Because the technology designed to keep consumers’ confidential information secure was developed at the same time the Beatles arrived in America, says Matthew Shay, CEO of the National Retail Federation.

“We’re using essentially an 8-track tape from the 1960s,” Shay said in an interview on CNBC in January.

He’s referring to the magnetic strip on the majority of the 1.2 billion credit and debit cards in this country. The United States is the only major market that still uses that technology. Most regions have retired the magnetic strip in favor of more secure cards that have embedded computer chips and require PIN numbers.

Because this “chip-and-PIN” technology has become the norm in places like Europe, credit card transactions in the United States are the low-hanging fruit and more vulnerable to hackers. Since 2004, bank card fraud rates have increase 70 percent in this country, according to a 2013 report by Accenture.

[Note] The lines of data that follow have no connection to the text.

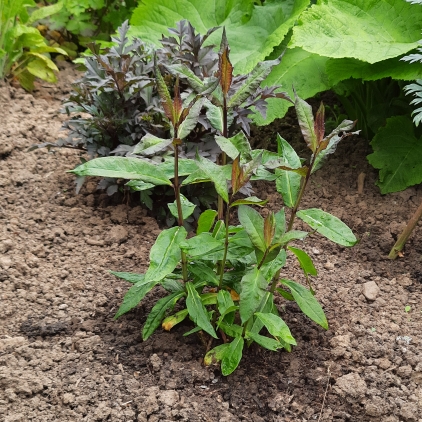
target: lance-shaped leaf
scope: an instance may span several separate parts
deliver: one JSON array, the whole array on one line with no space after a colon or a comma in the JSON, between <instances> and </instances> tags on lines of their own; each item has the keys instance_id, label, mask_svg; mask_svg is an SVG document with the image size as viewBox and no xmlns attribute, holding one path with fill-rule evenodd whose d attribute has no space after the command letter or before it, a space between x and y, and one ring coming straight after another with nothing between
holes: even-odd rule
<instances>
[{"instance_id":1,"label":"lance-shaped leaf","mask_svg":"<svg viewBox=\"0 0 422 422\"><path fill-rule=\"evenodd\" d=\"M223 109L219 106L214 105L211 101L205 102L207 109L206 116L211 123L211 126L218 132L223 133L224 130L224 117Z\"/></svg>"},{"instance_id":2,"label":"lance-shaped leaf","mask_svg":"<svg viewBox=\"0 0 422 422\"><path fill-rule=\"evenodd\" d=\"M267 281L258 268L253 268L242 277L240 292L240 318L245 323L258 309L265 296Z\"/></svg>"},{"instance_id":3,"label":"lance-shaped leaf","mask_svg":"<svg viewBox=\"0 0 422 422\"><path fill-rule=\"evenodd\" d=\"M196 124L199 120L199 114L201 113L201 109L203 106L203 100L197 100L190 108L189 113L187 114L186 118L179 126L179 131L177 132L178 137L180 139L186 138L192 130L195 128Z\"/></svg>"},{"instance_id":4,"label":"lance-shaped leaf","mask_svg":"<svg viewBox=\"0 0 422 422\"><path fill-rule=\"evenodd\" d=\"M188 270L195 282L205 281L208 285L218 286L219 279L217 274L206 263L196 261L193 264L188 264Z\"/></svg>"},{"instance_id":5,"label":"lance-shaped leaf","mask_svg":"<svg viewBox=\"0 0 422 422\"><path fill-rule=\"evenodd\" d=\"M186 220L190 215L192 215L192 213L194 212L196 205L192 204L192 202L190 202L185 195L180 194L180 202L182 205L182 218L183 220ZM169 210L171 212L171 214L178 218L179 214L177 211L177 202L174 201L171 204L167 204L167 206L169 207Z\"/></svg>"},{"instance_id":6,"label":"lance-shaped leaf","mask_svg":"<svg viewBox=\"0 0 422 422\"><path fill-rule=\"evenodd\" d=\"M148 318L145 321L142 329L142 339L147 340L154 331L160 326L161 320L163 319L168 309L173 309L176 302L183 296L185 292L176 292L169 296L163 297L157 301L151 312L148 314Z\"/></svg>"},{"instance_id":7,"label":"lance-shaped leaf","mask_svg":"<svg viewBox=\"0 0 422 422\"><path fill-rule=\"evenodd\" d=\"M315 132L317 144L319 145L324 139L324 135L325 135L325 107L322 102L315 115L314 132Z\"/></svg>"},{"instance_id":8,"label":"lance-shaped leaf","mask_svg":"<svg viewBox=\"0 0 422 422\"><path fill-rule=\"evenodd\" d=\"M218 61L218 71L220 74L220 86L224 96L227 96L233 79L233 66L230 63L229 53L230 48L227 41L226 29L223 28Z\"/></svg>"},{"instance_id":9,"label":"lance-shaped leaf","mask_svg":"<svg viewBox=\"0 0 422 422\"><path fill-rule=\"evenodd\" d=\"M339 218L317 208L298 211L297 216L319 234L342 246L353 246L357 239Z\"/></svg>"},{"instance_id":10,"label":"lance-shaped leaf","mask_svg":"<svg viewBox=\"0 0 422 422\"><path fill-rule=\"evenodd\" d=\"M241 178L242 178L242 169L240 167L240 155L238 155L232 164L232 195L235 195L239 189L242 187L241 185Z\"/></svg>"},{"instance_id":11,"label":"lance-shaped leaf","mask_svg":"<svg viewBox=\"0 0 422 422\"><path fill-rule=\"evenodd\" d=\"M157 81L158 95L160 97L161 105L163 106L164 113L174 127L178 119L176 119L176 113L173 106L173 100L171 99L170 92L167 88L166 82L164 81L163 75L161 74L161 71L157 63L155 63L155 78Z\"/></svg>"},{"instance_id":12,"label":"lance-shaped leaf","mask_svg":"<svg viewBox=\"0 0 422 422\"><path fill-rule=\"evenodd\" d=\"M283 234L286 232L286 213L284 208L276 212L274 215L275 218L275 233L273 243L280 243L280 239Z\"/></svg>"},{"instance_id":13,"label":"lance-shaped leaf","mask_svg":"<svg viewBox=\"0 0 422 422\"><path fill-rule=\"evenodd\" d=\"M145 279L145 274L127 273L119 271L110 271L110 274L113 274L114 276L126 280L132 284L139 283L140 281L143 281Z\"/></svg>"},{"instance_id":14,"label":"lance-shaped leaf","mask_svg":"<svg viewBox=\"0 0 422 422\"><path fill-rule=\"evenodd\" d=\"M215 218L217 217L218 212L215 210L206 210L204 211L198 219L198 227L196 229L196 234L201 234L203 232L209 232L214 225Z\"/></svg>"},{"instance_id":15,"label":"lance-shaped leaf","mask_svg":"<svg viewBox=\"0 0 422 422\"><path fill-rule=\"evenodd\" d=\"M163 230L157 237L149 254L149 268L145 273L148 281L161 281L173 272L180 261L180 244L186 239L184 227Z\"/></svg>"},{"instance_id":16,"label":"lance-shaped leaf","mask_svg":"<svg viewBox=\"0 0 422 422\"><path fill-rule=\"evenodd\" d=\"M318 148L318 141L314 129L314 116L312 107L295 92L295 109L299 127L305 139L306 145L315 152Z\"/></svg>"},{"instance_id":17,"label":"lance-shaped leaf","mask_svg":"<svg viewBox=\"0 0 422 422\"><path fill-rule=\"evenodd\" d=\"M234 201L230 207L238 207L239 205L257 205L263 207L268 202L267 199L259 199L256 196L250 196L248 198L238 199Z\"/></svg>"},{"instance_id":18,"label":"lance-shaped leaf","mask_svg":"<svg viewBox=\"0 0 422 422\"><path fill-rule=\"evenodd\" d=\"M289 165L289 167L301 167L300 158L292 146L280 135L277 135L277 142L279 155ZM293 208L296 204L297 196L299 194L302 176L292 171L281 169L276 169L275 175L277 176L277 192L279 192L283 197L285 205L287 207Z\"/></svg>"},{"instance_id":19,"label":"lance-shaped leaf","mask_svg":"<svg viewBox=\"0 0 422 422\"><path fill-rule=\"evenodd\" d=\"M274 306L274 295L271 292L267 291L264 297L262 298L261 303L259 304L256 312L264 312L264 313L271 312L271 310L273 309L273 306ZM252 333L259 334L263 326L264 324L257 317L254 317L248 321L248 324L246 325L246 329Z\"/></svg>"},{"instance_id":20,"label":"lance-shaped leaf","mask_svg":"<svg viewBox=\"0 0 422 422\"><path fill-rule=\"evenodd\" d=\"M292 336L289 327L279 316L273 313L262 312L257 312L255 315L261 320L272 336L280 338L285 343L296 346L296 340Z\"/></svg>"},{"instance_id":21,"label":"lance-shaped leaf","mask_svg":"<svg viewBox=\"0 0 422 422\"><path fill-rule=\"evenodd\" d=\"M139 142L135 145L132 154L142 155L154 155L158 151L162 151L171 145L172 139L158 138L157 136L147 133Z\"/></svg>"},{"instance_id":22,"label":"lance-shaped leaf","mask_svg":"<svg viewBox=\"0 0 422 422\"><path fill-rule=\"evenodd\" d=\"M226 315L226 311L233 309L234 302L231 297L231 294L227 290L220 290L217 294L217 303L218 303L218 312L221 316ZM231 315L233 318L231 318L231 321L227 321L229 324L233 323L234 320L234 313Z\"/></svg>"},{"instance_id":23,"label":"lance-shaped leaf","mask_svg":"<svg viewBox=\"0 0 422 422\"><path fill-rule=\"evenodd\" d=\"M176 324L182 322L188 315L189 311L187 309L182 309L181 311L168 316L161 326L163 327L163 330L170 331Z\"/></svg>"},{"instance_id":24,"label":"lance-shaped leaf","mask_svg":"<svg viewBox=\"0 0 422 422\"><path fill-rule=\"evenodd\" d=\"M188 297L186 298L186 307L189 315L198 327L201 327L205 332L214 338L218 338L211 322L208 318L207 310L201 301L201 297L195 289L195 286L188 281L186 283L186 291Z\"/></svg>"},{"instance_id":25,"label":"lance-shaped leaf","mask_svg":"<svg viewBox=\"0 0 422 422\"><path fill-rule=\"evenodd\" d=\"M240 152L241 160L250 161L252 160L252 148L245 133L241 130L236 135L229 138L229 141L236 147Z\"/></svg>"},{"instance_id":26,"label":"lance-shaped leaf","mask_svg":"<svg viewBox=\"0 0 422 422\"><path fill-rule=\"evenodd\" d=\"M264 240L265 245L268 248L274 238L275 234L275 217L274 213L270 212L264 219Z\"/></svg>"},{"instance_id":27,"label":"lance-shaped leaf","mask_svg":"<svg viewBox=\"0 0 422 422\"><path fill-rule=\"evenodd\" d=\"M230 375L238 367L244 343L243 337L236 337L225 350L221 360L221 373L224 376Z\"/></svg>"},{"instance_id":28,"label":"lance-shaped leaf","mask_svg":"<svg viewBox=\"0 0 422 422\"><path fill-rule=\"evenodd\" d=\"M230 97L229 108L234 108L244 103L261 85L261 82L270 74L272 68L280 64L281 58L265 60L256 65L243 84Z\"/></svg>"},{"instance_id":29,"label":"lance-shaped leaf","mask_svg":"<svg viewBox=\"0 0 422 422\"><path fill-rule=\"evenodd\" d=\"M211 160L197 156L198 168L209 178L215 186L217 193L223 198L225 202L229 202L229 192L227 189L227 181L223 170L220 166L213 163Z\"/></svg>"},{"instance_id":30,"label":"lance-shaped leaf","mask_svg":"<svg viewBox=\"0 0 422 422\"><path fill-rule=\"evenodd\" d=\"M290 230L283 234L280 239L280 243L282 245L286 245L287 243L291 242L292 240L300 240L304 239L308 235L308 232L304 232L302 230Z\"/></svg>"},{"instance_id":31,"label":"lance-shaped leaf","mask_svg":"<svg viewBox=\"0 0 422 422\"><path fill-rule=\"evenodd\" d=\"M142 192L143 190L152 189L155 185L152 183L145 183L142 180L130 180L125 186L129 186L131 190L136 192Z\"/></svg>"},{"instance_id":32,"label":"lance-shaped leaf","mask_svg":"<svg viewBox=\"0 0 422 422\"><path fill-rule=\"evenodd\" d=\"M246 331L245 336L248 340L253 340L261 347L272 350L274 352L283 348L283 345L278 340L274 340L273 338L266 336L261 336L260 334L253 333L251 331Z\"/></svg>"},{"instance_id":33,"label":"lance-shaped leaf","mask_svg":"<svg viewBox=\"0 0 422 422\"><path fill-rule=\"evenodd\" d=\"M311 257L302 249L294 248L293 246L288 247L289 251L292 251L297 260L299 261L300 267L302 268L305 275L318 275L318 272L312 262Z\"/></svg>"},{"instance_id":34,"label":"lance-shaped leaf","mask_svg":"<svg viewBox=\"0 0 422 422\"><path fill-rule=\"evenodd\" d=\"M207 255L215 249L223 248L223 246L223 239L215 239L212 234L208 232L198 234L180 244L183 251L192 257Z\"/></svg>"},{"instance_id":35,"label":"lance-shaped leaf","mask_svg":"<svg viewBox=\"0 0 422 422\"><path fill-rule=\"evenodd\" d=\"M211 349L204 357L204 365L210 366L212 364L221 362L224 357L224 354L226 353L229 347L229 343L224 343Z\"/></svg>"},{"instance_id":36,"label":"lance-shaped leaf","mask_svg":"<svg viewBox=\"0 0 422 422\"><path fill-rule=\"evenodd\" d=\"M265 263L261 267L261 273L265 279L270 283L277 271L286 265L286 251L281 249L278 255L270 262Z\"/></svg>"},{"instance_id":37,"label":"lance-shaped leaf","mask_svg":"<svg viewBox=\"0 0 422 422\"><path fill-rule=\"evenodd\" d=\"M260 251L265 252L267 247L264 239L264 219L259 212L247 205L240 205L238 218L253 245Z\"/></svg>"},{"instance_id":38,"label":"lance-shaped leaf","mask_svg":"<svg viewBox=\"0 0 422 422\"><path fill-rule=\"evenodd\" d=\"M114 177L137 179L154 185L172 186L170 179L160 168L147 161L130 157L101 157L87 161L69 170L78 176Z\"/></svg>"},{"instance_id":39,"label":"lance-shaped leaf","mask_svg":"<svg viewBox=\"0 0 422 422\"><path fill-rule=\"evenodd\" d=\"M119 318L126 312L129 312L145 297L145 295L158 283L158 280L148 280L144 278L135 283L125 294L123 303L120 305L114 319Z\"/></svg>"},{"instance_id":40,"label":"lance-shaped leaf","mask_svg":"<svg viewBox=\"0 0 422 422\"><path fill-rule=\"evenodd\" d=\"M328 330L328 322L325 317L321 305L316 300L315 296L305 286L295 283L291 280L281 280L281 284L287 286L298 304L301 311L307 315L312 321L319 324L321 327Z\"/></svg>"},{"instance_id":41,"label":"lance-shaped leaf","mask_svg":"<svg viewBox=\"0 0 422 422\"><path fill-rule=\"evenodd\" d=\"M216 136L214 139L221 150L225 152L232 160L240 155L240 151L236 148L235 145L233 145L230 139L227 139L224 136Z\"/></svg>"},{"instance_id":42,"label":"lance-shaped leaf","mask_svg":"<svg viewBox=\"0 0 422 422\"><path fill-rule=\"evenodd\" d=\"M198 76L196 76L195 73L193 73L186 65L177 63L166 65L165 67L172 75L185 78L195 92L200 92L204 88L202 80L198 78Z\"/></svg>"}]
</instances>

“It’s time to move to a computerized magnetic chip embedded in cards and PIN readers, something that at least is in the 21st century,” Shay said.

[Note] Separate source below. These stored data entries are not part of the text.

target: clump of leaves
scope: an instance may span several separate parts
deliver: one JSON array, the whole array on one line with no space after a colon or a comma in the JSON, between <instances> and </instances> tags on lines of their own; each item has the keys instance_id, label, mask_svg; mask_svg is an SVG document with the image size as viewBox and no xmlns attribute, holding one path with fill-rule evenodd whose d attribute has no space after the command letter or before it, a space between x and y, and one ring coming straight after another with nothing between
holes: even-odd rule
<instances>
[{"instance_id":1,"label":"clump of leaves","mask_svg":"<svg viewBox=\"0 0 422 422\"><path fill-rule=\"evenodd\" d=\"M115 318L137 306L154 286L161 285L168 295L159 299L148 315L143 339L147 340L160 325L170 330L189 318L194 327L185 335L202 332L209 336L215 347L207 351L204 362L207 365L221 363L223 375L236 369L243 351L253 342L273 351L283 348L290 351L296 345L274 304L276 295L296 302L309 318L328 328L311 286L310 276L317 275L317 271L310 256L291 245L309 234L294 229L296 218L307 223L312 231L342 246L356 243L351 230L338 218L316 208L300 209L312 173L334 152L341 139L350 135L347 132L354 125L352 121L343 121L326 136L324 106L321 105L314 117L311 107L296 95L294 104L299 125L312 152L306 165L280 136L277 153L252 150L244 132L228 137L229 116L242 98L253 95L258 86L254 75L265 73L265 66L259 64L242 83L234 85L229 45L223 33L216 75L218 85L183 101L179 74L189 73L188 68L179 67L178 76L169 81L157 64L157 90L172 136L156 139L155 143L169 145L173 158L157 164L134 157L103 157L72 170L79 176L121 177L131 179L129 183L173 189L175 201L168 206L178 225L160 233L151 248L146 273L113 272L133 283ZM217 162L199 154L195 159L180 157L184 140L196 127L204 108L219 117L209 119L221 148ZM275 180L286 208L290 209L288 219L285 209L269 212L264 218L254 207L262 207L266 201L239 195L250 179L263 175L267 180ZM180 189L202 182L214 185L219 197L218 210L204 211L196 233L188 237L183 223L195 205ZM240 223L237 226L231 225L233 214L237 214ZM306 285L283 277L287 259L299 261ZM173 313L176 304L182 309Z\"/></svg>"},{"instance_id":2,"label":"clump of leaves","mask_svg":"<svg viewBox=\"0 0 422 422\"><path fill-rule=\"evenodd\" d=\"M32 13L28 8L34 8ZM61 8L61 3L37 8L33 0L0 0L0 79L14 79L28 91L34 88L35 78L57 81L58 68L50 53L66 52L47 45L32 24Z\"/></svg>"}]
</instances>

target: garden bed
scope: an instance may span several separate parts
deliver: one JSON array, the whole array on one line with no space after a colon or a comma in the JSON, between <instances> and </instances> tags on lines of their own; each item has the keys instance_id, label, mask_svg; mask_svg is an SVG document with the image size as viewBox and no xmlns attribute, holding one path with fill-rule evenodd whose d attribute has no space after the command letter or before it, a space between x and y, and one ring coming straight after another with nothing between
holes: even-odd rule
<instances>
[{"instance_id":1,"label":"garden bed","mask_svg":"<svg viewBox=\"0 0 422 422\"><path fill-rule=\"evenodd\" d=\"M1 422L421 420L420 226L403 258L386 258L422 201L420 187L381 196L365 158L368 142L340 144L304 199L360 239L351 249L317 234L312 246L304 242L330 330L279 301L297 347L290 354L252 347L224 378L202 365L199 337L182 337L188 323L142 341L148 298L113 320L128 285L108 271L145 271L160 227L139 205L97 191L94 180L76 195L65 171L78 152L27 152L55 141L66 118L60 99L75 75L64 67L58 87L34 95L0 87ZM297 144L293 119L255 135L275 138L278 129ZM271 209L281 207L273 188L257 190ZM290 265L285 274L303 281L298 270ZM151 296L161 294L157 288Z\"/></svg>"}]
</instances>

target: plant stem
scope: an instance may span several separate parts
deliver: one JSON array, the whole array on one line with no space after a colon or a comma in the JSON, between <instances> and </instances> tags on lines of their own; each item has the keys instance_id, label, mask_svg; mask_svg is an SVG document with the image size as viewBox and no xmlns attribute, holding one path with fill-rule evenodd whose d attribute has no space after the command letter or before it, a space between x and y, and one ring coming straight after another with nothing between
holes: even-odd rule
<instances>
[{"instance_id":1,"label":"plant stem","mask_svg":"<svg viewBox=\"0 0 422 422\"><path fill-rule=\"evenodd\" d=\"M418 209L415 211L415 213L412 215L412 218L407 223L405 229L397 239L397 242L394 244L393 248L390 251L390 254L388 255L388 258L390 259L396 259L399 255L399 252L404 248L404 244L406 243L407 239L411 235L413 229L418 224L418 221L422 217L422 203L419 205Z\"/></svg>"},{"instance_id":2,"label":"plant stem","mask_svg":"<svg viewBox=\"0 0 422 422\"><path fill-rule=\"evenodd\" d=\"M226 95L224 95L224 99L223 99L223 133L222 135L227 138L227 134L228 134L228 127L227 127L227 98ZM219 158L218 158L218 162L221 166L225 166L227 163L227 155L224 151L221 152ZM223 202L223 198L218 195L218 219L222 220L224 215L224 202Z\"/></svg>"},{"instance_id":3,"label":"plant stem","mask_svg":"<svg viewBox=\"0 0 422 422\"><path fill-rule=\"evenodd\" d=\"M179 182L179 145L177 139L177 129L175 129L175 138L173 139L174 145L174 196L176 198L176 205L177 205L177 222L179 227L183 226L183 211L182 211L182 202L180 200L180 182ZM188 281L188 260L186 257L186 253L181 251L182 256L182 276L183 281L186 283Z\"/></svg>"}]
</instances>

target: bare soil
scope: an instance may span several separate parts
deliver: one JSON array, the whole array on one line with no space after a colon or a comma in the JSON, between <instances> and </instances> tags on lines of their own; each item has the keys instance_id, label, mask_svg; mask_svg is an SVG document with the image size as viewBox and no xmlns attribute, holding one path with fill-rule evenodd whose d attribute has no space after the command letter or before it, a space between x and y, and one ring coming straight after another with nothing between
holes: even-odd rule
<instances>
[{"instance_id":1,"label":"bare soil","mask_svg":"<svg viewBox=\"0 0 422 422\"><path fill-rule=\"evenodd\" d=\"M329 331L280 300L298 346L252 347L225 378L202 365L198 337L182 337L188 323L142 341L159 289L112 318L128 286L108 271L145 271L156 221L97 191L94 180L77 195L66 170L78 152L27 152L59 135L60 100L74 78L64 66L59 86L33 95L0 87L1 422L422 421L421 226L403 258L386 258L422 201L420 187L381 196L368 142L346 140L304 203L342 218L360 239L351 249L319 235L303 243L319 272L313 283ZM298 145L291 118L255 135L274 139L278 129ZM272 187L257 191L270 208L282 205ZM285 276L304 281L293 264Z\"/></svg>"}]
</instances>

The series of high-profile data breaches in the past year – including Target, which exposed 40 million credit cards to fraud, Neiman Marcus and now Home Depot – have increased the sense of urgency among consumers, retailers, banks and credit card companies to switch to the more secure chip-and-PIN technology.

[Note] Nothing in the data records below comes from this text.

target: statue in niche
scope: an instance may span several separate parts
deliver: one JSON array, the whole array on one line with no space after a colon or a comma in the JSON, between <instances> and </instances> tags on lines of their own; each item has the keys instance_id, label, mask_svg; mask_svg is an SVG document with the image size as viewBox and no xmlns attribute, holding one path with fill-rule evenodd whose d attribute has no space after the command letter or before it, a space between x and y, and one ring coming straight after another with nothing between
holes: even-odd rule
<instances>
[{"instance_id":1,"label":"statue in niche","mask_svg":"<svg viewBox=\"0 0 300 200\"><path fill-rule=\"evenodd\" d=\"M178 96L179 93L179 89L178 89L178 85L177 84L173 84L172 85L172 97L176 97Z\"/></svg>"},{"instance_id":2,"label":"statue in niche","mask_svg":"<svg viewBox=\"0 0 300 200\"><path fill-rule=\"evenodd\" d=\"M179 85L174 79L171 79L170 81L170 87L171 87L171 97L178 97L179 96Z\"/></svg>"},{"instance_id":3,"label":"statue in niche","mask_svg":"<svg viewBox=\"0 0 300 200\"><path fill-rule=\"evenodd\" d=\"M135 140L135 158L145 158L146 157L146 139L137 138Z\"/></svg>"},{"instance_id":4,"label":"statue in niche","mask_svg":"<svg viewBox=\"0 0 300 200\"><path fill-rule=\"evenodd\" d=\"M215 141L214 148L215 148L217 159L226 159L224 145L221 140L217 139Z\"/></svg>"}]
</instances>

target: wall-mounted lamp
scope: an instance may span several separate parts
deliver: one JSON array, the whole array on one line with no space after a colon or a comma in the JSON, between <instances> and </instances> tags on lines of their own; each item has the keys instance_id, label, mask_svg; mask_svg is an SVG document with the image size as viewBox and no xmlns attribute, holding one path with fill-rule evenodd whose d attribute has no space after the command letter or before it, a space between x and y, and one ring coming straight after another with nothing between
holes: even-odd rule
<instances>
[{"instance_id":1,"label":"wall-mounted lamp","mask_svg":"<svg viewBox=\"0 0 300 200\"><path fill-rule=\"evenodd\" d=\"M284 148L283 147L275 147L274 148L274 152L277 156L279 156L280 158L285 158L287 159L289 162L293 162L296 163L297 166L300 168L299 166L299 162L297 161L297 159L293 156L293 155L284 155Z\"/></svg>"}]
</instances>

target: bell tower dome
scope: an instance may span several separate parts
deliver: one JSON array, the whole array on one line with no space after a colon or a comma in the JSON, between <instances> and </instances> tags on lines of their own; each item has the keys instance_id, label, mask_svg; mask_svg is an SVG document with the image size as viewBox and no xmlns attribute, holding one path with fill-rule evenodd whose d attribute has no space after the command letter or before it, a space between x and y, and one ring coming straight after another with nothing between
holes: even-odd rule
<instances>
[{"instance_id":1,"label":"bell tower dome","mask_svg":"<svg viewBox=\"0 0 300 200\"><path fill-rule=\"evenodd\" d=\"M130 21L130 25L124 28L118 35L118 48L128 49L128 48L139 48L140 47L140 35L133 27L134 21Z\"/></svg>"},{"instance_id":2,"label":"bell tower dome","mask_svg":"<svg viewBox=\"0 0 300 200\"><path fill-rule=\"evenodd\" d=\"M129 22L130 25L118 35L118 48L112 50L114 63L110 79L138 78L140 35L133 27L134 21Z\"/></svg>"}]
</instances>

“I think before Target there was some resistance in the retail industry (to invest in making the switch), and there may be some still, but with every passing data breach they have, they see there’s more and more at stake,” said Yellow Light Breen, executive vice president at Bangor Savings Bank, Maine’s largest locally owned bank. “The numbers are enormous.”

Bangor Savings Bank, which has roughly 100,000 debit cards in circulation, hasn’t seen any fraudulent activity as a result of the Home Depot breach, Breen said. However, the bank is in the process of reissuing more than 1,000 cards because of another probable, yet unannounced, security breach the bank’s fraud-detection system has identified at another national retailer.

“Clearly debit and credit card fraud is a massive challenge,” Breen said. “It seems to be just a fact of life. … By and large these are extremely sophisticated international criminal rings using really sophisticated methods to hack into the payment processing or software systems of large retailers.”

In March, Visa’s president, Ryan McInerney, said that the recent high-profile breaches had “served as a catalyst for much-needed collaboration between the retail and financial services industry on the issue of payment security.”

Credit card companies like Visa, MasterCard, American Express and Discover are pushing retailers to invest in new point-of-sale systems that will be able to accept chip-and-PIN cards by October 2015. In an effort to force adoption, the companies have announced that a “liability shift” will take place on that date, meaning that merchants unable to accept chip-and-PIN credit cards will be liable for any losses due to fraud. In the past, it’s usually the card-issuing bank that has eaten most of the fraud-related losses.

Bangor Savings Bank is working with its financial partners to issue debit cards with the chip-and-PIN technology, and will be able to meet the October 2015 deadline, Breen said.